Oil futures have nearly doubled over the past year as investors sought refuge from a declining dollar. Traders have pared bets for a Federal Reserve rate increase on June 25. Iran, OPEC's second-biggest oil producer, would respond to an Israeli attack with a ``heavy blow,'' a senior cleric said.
``The only way to increase the value of the dollar is by increasing interest rates, which doesn't look likely at the meeting on the 25th,'' said Nauman Barakat, senior vice president of global energy futures at Macquarie Futures USA Inc. in New York. ``The simulated attack of Iran by Israeli warplanes is certainly not going to reduce geopolitical tensions.''
Crude oil for July delivery rose $3.51, or 2.7 percent, to $135.44 a barrel at 9:08 a.m. on the New York Mercantile Exchange. Futures climbed to a record $139.89 on June 16.
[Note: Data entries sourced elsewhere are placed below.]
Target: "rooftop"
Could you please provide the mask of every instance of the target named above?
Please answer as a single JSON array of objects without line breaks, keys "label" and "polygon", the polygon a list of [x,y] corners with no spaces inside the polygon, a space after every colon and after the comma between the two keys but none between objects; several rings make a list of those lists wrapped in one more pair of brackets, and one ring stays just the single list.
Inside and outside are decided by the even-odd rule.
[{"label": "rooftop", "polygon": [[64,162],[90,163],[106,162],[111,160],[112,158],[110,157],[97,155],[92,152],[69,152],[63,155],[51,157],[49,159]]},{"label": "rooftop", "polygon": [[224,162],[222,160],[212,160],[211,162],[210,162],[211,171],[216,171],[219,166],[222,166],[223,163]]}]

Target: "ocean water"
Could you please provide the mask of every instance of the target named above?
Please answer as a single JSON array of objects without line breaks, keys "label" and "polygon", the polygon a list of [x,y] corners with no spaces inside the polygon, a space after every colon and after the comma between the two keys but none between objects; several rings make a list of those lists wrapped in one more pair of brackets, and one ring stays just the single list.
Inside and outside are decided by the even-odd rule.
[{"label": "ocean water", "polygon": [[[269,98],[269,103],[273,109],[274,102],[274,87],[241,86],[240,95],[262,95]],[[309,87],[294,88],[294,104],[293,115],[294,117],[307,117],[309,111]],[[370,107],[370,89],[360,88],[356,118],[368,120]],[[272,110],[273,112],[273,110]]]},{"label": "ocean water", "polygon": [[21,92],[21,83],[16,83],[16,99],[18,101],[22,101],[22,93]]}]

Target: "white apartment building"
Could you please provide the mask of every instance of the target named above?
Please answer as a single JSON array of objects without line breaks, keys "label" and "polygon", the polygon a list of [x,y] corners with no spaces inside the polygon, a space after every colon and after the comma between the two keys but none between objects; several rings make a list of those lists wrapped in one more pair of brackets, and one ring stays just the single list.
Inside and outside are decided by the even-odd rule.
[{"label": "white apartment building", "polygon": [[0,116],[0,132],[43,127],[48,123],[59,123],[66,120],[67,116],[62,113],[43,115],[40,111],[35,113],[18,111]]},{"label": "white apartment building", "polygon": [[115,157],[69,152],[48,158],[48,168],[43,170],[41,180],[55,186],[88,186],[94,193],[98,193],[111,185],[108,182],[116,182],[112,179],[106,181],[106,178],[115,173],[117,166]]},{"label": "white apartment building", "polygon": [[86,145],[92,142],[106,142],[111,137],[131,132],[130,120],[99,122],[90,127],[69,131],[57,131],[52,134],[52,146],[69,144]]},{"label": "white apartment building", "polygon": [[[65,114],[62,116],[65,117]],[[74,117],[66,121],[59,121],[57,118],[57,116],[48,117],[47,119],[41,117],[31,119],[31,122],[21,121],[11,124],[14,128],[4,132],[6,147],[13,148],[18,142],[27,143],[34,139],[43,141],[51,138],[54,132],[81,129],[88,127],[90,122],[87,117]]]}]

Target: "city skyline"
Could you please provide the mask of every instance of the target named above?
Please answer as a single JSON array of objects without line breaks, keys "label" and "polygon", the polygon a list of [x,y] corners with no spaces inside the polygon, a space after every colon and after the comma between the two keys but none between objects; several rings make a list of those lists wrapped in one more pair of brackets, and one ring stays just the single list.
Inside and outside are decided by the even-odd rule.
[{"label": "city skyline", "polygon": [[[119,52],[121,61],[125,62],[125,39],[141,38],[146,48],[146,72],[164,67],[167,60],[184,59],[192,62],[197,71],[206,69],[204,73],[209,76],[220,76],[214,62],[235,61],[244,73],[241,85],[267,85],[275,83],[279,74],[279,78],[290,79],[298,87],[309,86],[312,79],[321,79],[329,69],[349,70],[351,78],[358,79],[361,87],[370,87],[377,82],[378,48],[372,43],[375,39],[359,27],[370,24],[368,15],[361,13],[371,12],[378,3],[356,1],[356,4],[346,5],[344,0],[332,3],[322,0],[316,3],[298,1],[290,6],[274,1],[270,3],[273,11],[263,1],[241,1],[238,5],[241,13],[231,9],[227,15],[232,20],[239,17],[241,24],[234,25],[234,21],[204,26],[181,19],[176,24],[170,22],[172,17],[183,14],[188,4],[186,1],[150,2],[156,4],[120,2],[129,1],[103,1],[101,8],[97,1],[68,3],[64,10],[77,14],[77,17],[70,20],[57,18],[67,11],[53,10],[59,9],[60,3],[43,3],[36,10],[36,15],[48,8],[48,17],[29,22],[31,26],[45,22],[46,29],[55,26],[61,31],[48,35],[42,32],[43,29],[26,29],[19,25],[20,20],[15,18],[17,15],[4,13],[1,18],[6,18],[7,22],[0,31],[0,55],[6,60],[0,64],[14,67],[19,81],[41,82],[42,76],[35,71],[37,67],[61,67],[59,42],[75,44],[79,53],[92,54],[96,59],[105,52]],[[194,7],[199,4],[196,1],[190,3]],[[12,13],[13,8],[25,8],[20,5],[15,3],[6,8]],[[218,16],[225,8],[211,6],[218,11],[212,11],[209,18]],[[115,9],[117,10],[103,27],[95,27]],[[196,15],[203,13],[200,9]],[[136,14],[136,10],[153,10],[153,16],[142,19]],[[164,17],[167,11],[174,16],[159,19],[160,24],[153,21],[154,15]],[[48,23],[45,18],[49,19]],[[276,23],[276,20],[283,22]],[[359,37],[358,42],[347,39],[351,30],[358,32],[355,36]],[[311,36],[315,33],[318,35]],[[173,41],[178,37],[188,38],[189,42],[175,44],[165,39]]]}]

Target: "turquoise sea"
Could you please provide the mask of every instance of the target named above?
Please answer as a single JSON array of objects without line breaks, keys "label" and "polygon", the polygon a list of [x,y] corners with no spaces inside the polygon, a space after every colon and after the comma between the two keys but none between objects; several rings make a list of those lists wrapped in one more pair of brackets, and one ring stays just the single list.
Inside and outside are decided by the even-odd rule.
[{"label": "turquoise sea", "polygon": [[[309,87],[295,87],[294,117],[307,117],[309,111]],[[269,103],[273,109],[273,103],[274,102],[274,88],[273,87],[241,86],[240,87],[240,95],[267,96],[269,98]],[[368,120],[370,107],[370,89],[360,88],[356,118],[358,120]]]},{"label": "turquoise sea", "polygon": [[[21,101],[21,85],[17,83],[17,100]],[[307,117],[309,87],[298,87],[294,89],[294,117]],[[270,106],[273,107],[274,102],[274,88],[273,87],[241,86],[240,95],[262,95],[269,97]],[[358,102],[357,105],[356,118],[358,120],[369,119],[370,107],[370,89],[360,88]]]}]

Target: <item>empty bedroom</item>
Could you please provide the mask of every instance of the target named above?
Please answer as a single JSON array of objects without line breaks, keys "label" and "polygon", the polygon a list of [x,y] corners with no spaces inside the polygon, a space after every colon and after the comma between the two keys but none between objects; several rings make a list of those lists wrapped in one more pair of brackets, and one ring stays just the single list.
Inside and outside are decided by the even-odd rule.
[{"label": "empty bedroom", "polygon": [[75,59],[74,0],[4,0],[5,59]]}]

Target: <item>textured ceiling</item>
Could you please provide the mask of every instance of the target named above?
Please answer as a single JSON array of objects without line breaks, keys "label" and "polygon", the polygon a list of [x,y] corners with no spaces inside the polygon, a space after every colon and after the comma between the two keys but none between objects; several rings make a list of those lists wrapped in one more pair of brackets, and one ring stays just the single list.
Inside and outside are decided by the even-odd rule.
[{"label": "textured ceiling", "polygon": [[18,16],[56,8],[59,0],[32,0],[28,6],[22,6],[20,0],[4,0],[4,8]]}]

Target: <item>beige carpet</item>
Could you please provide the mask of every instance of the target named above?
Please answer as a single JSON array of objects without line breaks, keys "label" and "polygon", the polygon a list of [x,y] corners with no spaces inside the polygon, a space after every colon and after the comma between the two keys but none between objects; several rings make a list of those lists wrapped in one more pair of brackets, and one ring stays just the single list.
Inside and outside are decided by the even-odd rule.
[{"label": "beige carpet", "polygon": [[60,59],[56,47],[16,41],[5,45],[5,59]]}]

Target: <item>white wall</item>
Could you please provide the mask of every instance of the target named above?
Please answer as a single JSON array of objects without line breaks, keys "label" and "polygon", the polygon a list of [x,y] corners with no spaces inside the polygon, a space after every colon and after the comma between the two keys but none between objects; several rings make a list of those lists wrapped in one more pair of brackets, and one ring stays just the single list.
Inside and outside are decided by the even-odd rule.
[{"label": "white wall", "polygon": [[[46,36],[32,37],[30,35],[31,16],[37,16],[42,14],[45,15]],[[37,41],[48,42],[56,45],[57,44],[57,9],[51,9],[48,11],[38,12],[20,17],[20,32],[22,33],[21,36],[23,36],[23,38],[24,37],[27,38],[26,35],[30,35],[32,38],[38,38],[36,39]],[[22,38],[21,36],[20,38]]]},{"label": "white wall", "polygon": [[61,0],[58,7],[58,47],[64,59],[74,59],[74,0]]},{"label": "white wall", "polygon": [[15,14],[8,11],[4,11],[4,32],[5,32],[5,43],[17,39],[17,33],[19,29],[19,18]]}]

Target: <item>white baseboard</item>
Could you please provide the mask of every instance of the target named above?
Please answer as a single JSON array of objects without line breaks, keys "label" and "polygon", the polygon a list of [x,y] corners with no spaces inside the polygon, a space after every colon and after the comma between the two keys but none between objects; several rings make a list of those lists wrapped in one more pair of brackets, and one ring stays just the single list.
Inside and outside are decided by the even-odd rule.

The July contract expires today. The more-active August contract increased $3.49, or 2.6 percent, to $136.09 a barrel.
Brent crude oil for August settlement rose $3.38, or 2.6 percent, to $135.38 a barrel on London's ICE Futures Europe exchange. Prices climbed to a record $139.32 on June 16.
An Israeli military exercise involving more than 100 F-16 and F-15 fighters seems to have been a rehearsal for a bombing attack on Iran's nuclear facilities and long-range conventional missiles, the New York Times reported, citing several unidentified U.S. officials.